Nick looked himself over indifferently. He wore a "soft" white shirt, with a low collar turned over a black scarf tied anyhow. There was a leather belt round his waist, which obviated the need of a waistcoat or suspenders. His short coat and trousers were of navy blue serge. Everything he had on was neat and of good material, but Carmen smiled when she thought of this tall, belted figure, hatted with a gray sombrero on the back of its head, arriving at one of the best hotels in New York. Nick was pretty sure to go to one of the best hotels. He wanted to see life, no doubt, and get his money's worth. Her smile was as tender as Carmen's smile could be, however, and she was pleased that he was not "dressing up" to make an impression on pretty women in the East.
"I don't care what anybody thinks about me in New York," said he. "As long as you excuse me for not having on my Sunday-go-to-meeting rags to dine with you, I don't mind the rest."

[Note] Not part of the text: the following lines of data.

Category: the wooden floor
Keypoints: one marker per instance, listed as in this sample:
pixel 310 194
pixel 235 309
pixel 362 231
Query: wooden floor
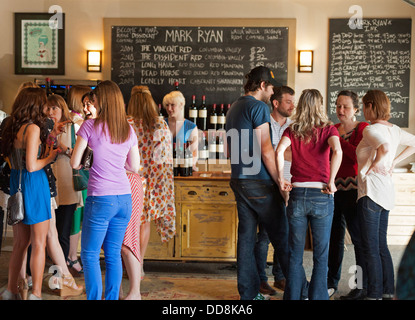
pixel 186 281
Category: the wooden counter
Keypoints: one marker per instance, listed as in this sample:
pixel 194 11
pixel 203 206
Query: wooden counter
pixel 206 220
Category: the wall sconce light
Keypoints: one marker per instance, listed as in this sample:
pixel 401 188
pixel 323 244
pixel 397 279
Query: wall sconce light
pixel 94 60
pixel 305 61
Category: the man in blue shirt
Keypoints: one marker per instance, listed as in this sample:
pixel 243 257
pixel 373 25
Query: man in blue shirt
pixel 254 179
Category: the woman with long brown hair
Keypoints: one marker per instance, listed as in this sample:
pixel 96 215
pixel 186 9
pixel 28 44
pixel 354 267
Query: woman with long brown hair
pixel 22 143
pixel 108 205
pixel 376 158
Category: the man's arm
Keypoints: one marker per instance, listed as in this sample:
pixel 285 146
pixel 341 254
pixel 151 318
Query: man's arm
pixel 267 151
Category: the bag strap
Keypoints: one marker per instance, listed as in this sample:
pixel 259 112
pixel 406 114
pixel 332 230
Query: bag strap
pixel 73 138
pixel 20 171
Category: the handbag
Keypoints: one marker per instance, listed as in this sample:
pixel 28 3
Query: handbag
pixel 81 176
pixel 15 205
pixel 87 158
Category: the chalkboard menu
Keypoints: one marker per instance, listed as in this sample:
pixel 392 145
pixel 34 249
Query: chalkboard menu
pixel 210 61
pixel 377 56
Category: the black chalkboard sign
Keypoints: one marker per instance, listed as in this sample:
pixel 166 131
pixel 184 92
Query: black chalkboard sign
pixel 376 56
pixel 210 61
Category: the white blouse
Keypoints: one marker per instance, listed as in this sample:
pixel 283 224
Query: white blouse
pixel 378 187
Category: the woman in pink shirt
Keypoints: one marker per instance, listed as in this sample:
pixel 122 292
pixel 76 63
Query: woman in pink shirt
pixel 311 137
pixel 108 205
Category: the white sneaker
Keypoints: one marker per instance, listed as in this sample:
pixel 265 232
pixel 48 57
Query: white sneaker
pixel 331 292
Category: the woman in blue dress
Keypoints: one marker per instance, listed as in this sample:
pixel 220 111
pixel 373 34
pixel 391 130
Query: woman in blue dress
pixel 182 130
pixel 22 141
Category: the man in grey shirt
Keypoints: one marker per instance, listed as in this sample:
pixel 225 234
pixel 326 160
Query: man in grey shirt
pixel 282 102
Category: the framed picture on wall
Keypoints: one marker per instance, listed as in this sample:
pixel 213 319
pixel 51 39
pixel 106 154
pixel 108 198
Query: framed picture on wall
pixel 39 43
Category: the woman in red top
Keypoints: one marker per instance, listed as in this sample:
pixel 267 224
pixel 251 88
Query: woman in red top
pixel 311 137
pixel 345 199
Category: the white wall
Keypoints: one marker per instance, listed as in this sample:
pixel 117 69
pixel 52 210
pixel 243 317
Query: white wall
pixel 84 30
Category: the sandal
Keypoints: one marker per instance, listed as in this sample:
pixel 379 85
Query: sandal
pixel 69 287
pixel 75 273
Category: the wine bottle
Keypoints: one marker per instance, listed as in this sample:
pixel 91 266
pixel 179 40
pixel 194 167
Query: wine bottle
pixel 203 115
pixel 212 145
pixel 203 148
pixel 213 118
pixel 175 161
pixel 184 162
pixel 193 110
pixel 189 160
pixel 221 118
pixel 220 146
pixel 160 111
pixel 65 96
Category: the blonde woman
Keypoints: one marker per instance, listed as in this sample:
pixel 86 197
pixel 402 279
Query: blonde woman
pixel 311 137
pixel 66 200
pixel 77 115
pixel 183 130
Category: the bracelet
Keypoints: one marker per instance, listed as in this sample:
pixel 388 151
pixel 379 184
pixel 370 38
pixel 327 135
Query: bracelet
pixel 51 139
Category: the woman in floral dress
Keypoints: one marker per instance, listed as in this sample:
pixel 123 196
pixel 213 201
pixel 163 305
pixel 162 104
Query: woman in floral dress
pixel 154 143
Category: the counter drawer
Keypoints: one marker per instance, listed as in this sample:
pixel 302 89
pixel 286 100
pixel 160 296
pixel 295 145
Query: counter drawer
pixel 205 194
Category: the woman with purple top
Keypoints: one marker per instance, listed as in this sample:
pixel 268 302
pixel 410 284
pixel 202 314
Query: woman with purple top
pixel 108 205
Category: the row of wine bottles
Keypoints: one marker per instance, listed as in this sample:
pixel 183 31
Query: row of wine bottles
pixel 212 147
pixel 199 116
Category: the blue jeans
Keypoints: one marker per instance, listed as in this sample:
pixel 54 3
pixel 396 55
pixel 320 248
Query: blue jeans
pixel 308 205
pixel 379 265
pixel 104 224
pixel 345 213
pixel 261 255
pixel 258 201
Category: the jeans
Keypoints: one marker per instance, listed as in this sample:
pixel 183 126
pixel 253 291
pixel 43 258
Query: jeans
pixel 258 201
pixel 104 224
pixel 374 226
pixel 261 254
pixel 308 205
pixel 345 213
pixel 64 217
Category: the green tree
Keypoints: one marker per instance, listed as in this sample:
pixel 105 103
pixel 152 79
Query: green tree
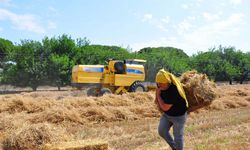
pixel 28 68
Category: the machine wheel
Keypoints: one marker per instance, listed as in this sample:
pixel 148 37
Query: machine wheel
pixel 104 91
pixel 137 87
pixel 93 91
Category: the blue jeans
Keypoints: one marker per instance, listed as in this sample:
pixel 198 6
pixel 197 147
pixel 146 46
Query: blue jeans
pixel 178 122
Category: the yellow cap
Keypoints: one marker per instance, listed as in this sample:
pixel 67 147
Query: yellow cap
pixel 162 77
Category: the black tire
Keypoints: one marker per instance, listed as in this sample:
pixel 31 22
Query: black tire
pixel 104 91
pixel 92 92
pixel 119 67
pixel 137 87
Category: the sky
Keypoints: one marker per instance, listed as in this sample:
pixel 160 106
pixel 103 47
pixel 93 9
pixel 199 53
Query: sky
pixel 191 25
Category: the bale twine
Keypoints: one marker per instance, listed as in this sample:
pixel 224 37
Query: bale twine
pixel 199 90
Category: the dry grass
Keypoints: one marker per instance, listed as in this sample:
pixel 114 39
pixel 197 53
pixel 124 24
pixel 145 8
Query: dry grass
pixel 126 121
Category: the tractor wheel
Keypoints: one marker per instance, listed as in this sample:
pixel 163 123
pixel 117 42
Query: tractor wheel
pixel 104 91
pixel 93 91
pixel 137 87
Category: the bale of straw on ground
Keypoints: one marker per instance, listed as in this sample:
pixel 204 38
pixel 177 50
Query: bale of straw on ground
pixel 33 137
pixel 78 145
pixel 199 90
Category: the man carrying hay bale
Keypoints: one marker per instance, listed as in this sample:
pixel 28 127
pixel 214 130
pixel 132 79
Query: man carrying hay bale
pixel 200 92
pixel 171 99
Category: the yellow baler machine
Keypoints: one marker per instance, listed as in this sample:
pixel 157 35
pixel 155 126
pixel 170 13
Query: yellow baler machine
pixel 115 77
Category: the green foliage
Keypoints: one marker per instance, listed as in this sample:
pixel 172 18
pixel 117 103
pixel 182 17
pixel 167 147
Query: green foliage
pixel 33 63
pixel 172 59
pixel 6 47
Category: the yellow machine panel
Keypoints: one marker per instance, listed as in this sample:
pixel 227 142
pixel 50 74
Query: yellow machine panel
pixel 126 79
pixel 87 73
pixel 118 76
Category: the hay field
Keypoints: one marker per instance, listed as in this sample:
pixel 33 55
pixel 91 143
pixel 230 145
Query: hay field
pixel 29 120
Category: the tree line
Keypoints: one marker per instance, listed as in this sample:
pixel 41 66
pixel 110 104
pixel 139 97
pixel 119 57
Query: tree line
pixel 49 62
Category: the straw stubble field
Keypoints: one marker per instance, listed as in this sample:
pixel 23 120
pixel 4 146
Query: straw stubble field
pixel 29 120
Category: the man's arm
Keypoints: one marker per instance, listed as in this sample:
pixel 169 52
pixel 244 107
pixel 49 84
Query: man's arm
pixel 163 106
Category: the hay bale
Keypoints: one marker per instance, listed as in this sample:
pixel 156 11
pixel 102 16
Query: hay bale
pixel 78 145
pixel 32 137
pixel 199 90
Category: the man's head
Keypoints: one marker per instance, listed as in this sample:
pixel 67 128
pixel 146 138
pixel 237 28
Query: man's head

"I thought you were never coming," she said, changing the subject.
"So did I, by George! I thought the fellow'd never go."
"Was it a deputation to say good-bye?"
"Lord, no, Mrs. Gaylor! It was a chap you don't know, I guess. I only ran up against him lately, since I sold my gusher to the United Oil Company. He's their lawyer—and does some work for the railroad too. Smart sort of man he seems to be, though kind of stiff when you first know him: between forty and forty-five, maybe: name's Henry Morehouse, a brother of a bank manager in San Francisco."
"James Morehouse the banker is a very rich, important man," said Carmen, somewhat impressed by the idea of Nick's new friend who had stayed too long. "I've never met his family myself. You know how close I was kept till a year ago. But I've heard of them. They're in with the Falconer set and that lot, so it shows they're smart. What does Henry Morehouse want, making up to you, Nick?"
"It was oil business brought us together and he seemed to take a sort of likin' to me. We care about some o' the same things—books and that. Now he's going East—maybe on more oil business. Anyhow, he proposes we share a stateroom on the Limited, and he's been recommendin' his hotel in New York. I was kind of plannin' to be a swell, and hang out at the Waldorf-Astoria, to see the nobs at home. But his place sounds nice, and I like bein' with him pretty well. He's lit up with bright ideas and maybe he'll pass on some to me. His business won't keep him long, he thinks; and he's promised his brother James to look after a lady who's landing from Europe about the time we're due in New York. He'll meet her ship; and if she doesn't want to stay East any length of time, he'll bring her back to California. She means to settle out here."
Carmen's face hardened into anxious lines, though she kept up a smile of interest. She looked older than she had looked when she held out her hands to Nick. She had been about twenty-six then. Now she was over thirty.
"Is the lady young or old?" she asked.
"I don't know anything about her," Nick answered with a ring of truthfulness in his voice which Carmen's keen ears accepted. "All I can tell you is, that she's a Mrs. May, a relation or friend of Franklin Merriam the big California millionaire who died East about ten years ago—about the time I was first cowpunching on your ranch."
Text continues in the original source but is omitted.